You can MILK that!? Why yes, yes you can.
I know what you're thinking oat MILK!? I mean common, just keep it in the bowl with the dino eggs, please! Well Susan, I'm about to rock your oat-less world.
As plant-based milks - such as almond & cashew - have made a triumphant entrance into the alternative beverage world, it's not surprising that oats have caught up to the race. It's a great choice for those with allergies & intolerances to regular cow's milk or even nut-based milks, as oat milk is free of lactose, soy, nuts, and can be made gluten free with certified GF oats! It's seriously the whole package. Have I convinced you, yet?
The best part of it is, you can LITERALLY make any flavours you want! Chocolate, vanilla, pumpkin (maybe?), you name it. That pumpkin thing mayyy just need to be tested out this fall.
Now, there are specific guidelines to follow for oat-milk-making to ensure it doesn't become slimy.
Tips for NON-slimy oat milk:
Don't soak the oats before-hand
Don't over-blend the oats (especially if you have a powerful blender, like a Vitamix)
Strain it with a fine strainer/sieve or layered cheesecloths
Strain milk more than once through, and avoid squeezing or pressing down on oats in strainer, as that causes the 'slime' to press through.
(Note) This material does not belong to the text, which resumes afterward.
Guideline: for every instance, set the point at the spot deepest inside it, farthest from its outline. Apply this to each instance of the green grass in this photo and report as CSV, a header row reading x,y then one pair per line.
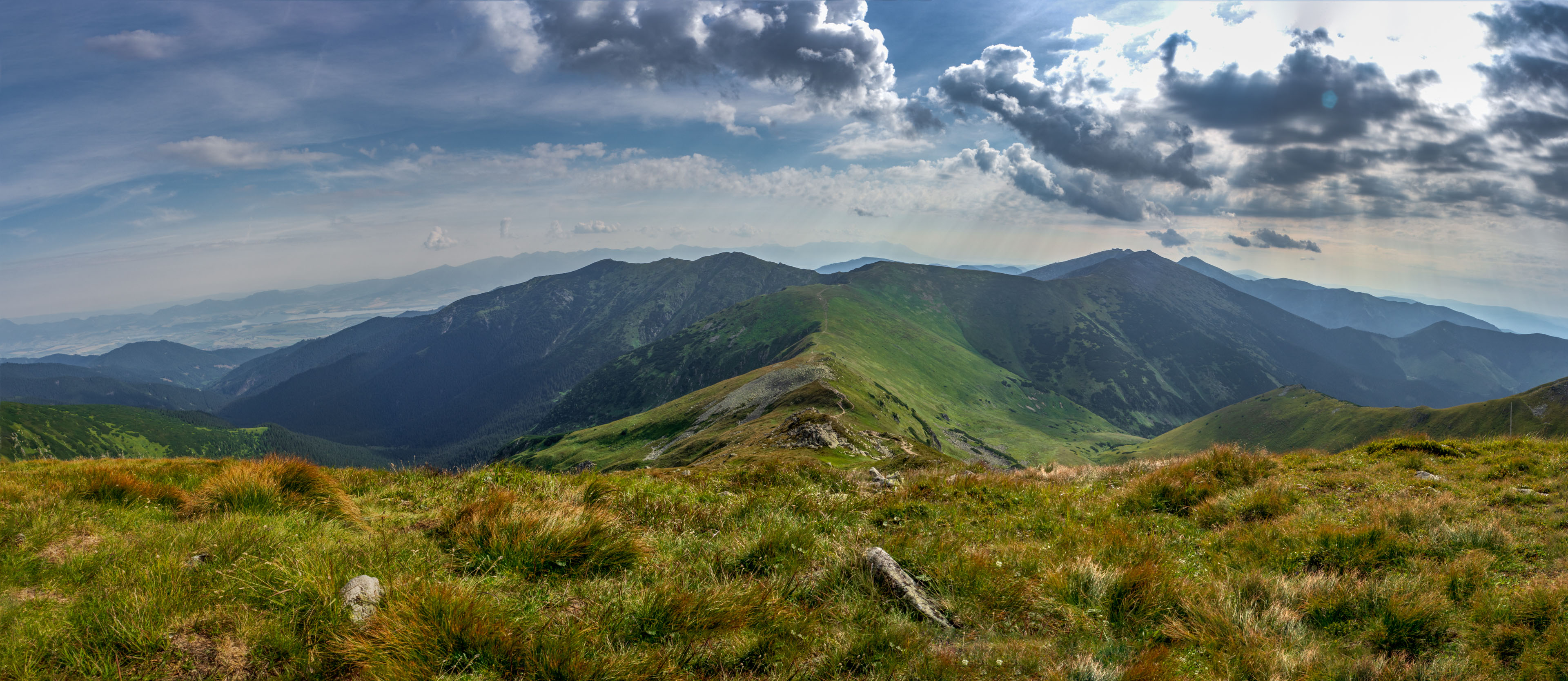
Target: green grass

Use very COLD water for blending.
Okay, okay. Now to the REAL instructions!
You will need:
A strainer/sieve or cheesecloth
1 cup rolled oats (use GF oats if making gluten free)
4 cups cold water (use less if you want thicker milk)
1/2 tsp vanilla extract
1-2 pitted dates (more or less for sweetness)
A pinch of sea salt
Other optional ingredients you can add to customize your milk:
Berries & fruit
1. If using dates as a sweetener, soak them in hot water for 30 minutes prior to make them easier to blend.
2. Add your oats, water, and add-on ingredients to blender. Cover, and blend for 10-30 seconds until well combined. Remember, over-blending can cause mixture to become slimy - so do not over-blend.
3. Sample a spoonful of the mixture to ensure sweetness and flavour is good, and add extra ingredients and re-blend if need be.
4. Pour mixture into mixing bowl or large jar that is covered with a few layers of cheesecloth or pour over fine strainer. Double straining the mixture helps to thin it out, so I definitely recommend doing so. Do not press down or squeeze oats out of the cheesecloth or strainer, as that leads to more of the oat-slime to seep through.
5. Pour into sealed mason jar or container and refrigerate. Keeps in the fridge for up to 5 days. Shake well before use (as sediments sink to the bottom). Best used COLD, as heating it up can cause it to thicken. Can be used in baking, eating with granola, smoothies or to drink on its own! Also can be added to coffees!
Next time you run out of your regular almond milk - try making your own oat milk! I know I've got a bucketful of oats lying around (I meant to use them... #facepalm) so I figured it was time to turn them into something I'd use!
The store-bought oat milks are super delicious too (especially chocolate!), but there's something about making your own homemade milk that is so comforting.
And seriously, like I mentioned before - I think a "Pumpkin Oat Milk" recipe NEEDS to be tested out this fall. Because #PumpkinEverything.